Fig. 9 is a method for iteratively determining current density and potential distributions. The average applied current density is set at step 910. The current density can be calculated as the applied current divided by the area of the cell through which the current passes. The applied current is a function of the electrode potential and the electrolyte potential, both of which are in turn a function of the current density. At step 920, the potential distribution in the electrolyte and electrodes is calculated based on the set current density. The electrode potential and electrolyte potential are calculated over the area and based on this information the current distribution can be calculated. At step 930, a new local current distribution is calculated based on the potential distribution including the electrolyte potential and the electrode potential. In some cases, a new local current distribution is calculated based on the Butler-Vollmer reaction kinetics equation. Steps 920 and 930 are repeated until the local current distribution solution converges, e.g., until a relative tolerance is satisfied. In some cases, steps 910 and 920 are repeated, where for each iteration the integral of the updated local current distribution within each electrode is equal to the applied average current density provided at step 910.
FIG. 10 is a block diagram of a computing environment for implementation in the present technology. The system 1000 of fig. 10 may be implemented in a machine-like environment that implements the battery charging source 120 and the battery power supply system 110. The computing system 1000 of fig. 10 includes one or more processors 1010 and memory 1020. Main memory 1020 stores, in part, instructions and data for execution by processor 1010. Main memory 1020 may store executable code during operation. The system 1000 of fig. 10 further includes a mass storage device 1030, a portable storage media drive 1040, an output device 1050, a user input device 1060, a graphical display 1070, and a peripheral device 1080.

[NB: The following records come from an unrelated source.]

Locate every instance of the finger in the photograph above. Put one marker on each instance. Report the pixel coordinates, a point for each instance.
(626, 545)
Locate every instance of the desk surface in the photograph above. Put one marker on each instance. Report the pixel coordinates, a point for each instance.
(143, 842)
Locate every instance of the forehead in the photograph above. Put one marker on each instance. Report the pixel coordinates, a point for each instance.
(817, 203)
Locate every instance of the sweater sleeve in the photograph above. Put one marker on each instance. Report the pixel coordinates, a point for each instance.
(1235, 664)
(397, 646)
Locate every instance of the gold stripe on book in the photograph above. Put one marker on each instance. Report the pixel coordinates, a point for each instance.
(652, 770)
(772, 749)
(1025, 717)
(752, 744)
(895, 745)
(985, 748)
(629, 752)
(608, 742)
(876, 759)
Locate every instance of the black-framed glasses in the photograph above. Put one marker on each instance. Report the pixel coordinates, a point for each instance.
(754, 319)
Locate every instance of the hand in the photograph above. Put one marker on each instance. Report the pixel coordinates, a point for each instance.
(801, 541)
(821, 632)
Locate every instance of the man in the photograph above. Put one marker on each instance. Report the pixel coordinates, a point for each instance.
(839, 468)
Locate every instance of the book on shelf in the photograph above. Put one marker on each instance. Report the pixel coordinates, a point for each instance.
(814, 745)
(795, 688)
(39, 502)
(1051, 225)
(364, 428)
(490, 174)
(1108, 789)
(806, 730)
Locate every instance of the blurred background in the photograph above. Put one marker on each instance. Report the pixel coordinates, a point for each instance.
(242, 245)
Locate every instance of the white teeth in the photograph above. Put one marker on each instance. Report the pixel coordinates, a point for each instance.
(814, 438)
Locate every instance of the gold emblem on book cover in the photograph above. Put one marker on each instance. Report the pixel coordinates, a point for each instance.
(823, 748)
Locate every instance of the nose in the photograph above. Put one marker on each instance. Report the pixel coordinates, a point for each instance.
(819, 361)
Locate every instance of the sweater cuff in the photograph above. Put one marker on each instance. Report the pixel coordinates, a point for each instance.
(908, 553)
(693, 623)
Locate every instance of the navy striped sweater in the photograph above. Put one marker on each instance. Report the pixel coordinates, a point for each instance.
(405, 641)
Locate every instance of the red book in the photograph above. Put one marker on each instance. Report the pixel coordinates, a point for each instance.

The components shown in fig. 10 are depicted as being connected via a single bus 1090. However, the components may be connected by one or more data transmission means. For example, processor unit 1010 and main memory 1020 may be connected via a local microprocessor bus, and mass storage device 1030, peripheral device 1080, portable storage device 1040, and display system 1070 may be connected via one or more input/output (I/O) buses.
Mass storage 1030, which may be implemented using a magnetic disk drive, optical disk drive, flash drive, or other devices, is a non-volatile storage device for storing data and instructions for use by processor unit 1010. Mass storage 1030 may store system software for implementing embodiments of the present invention for loading into main memory 1020.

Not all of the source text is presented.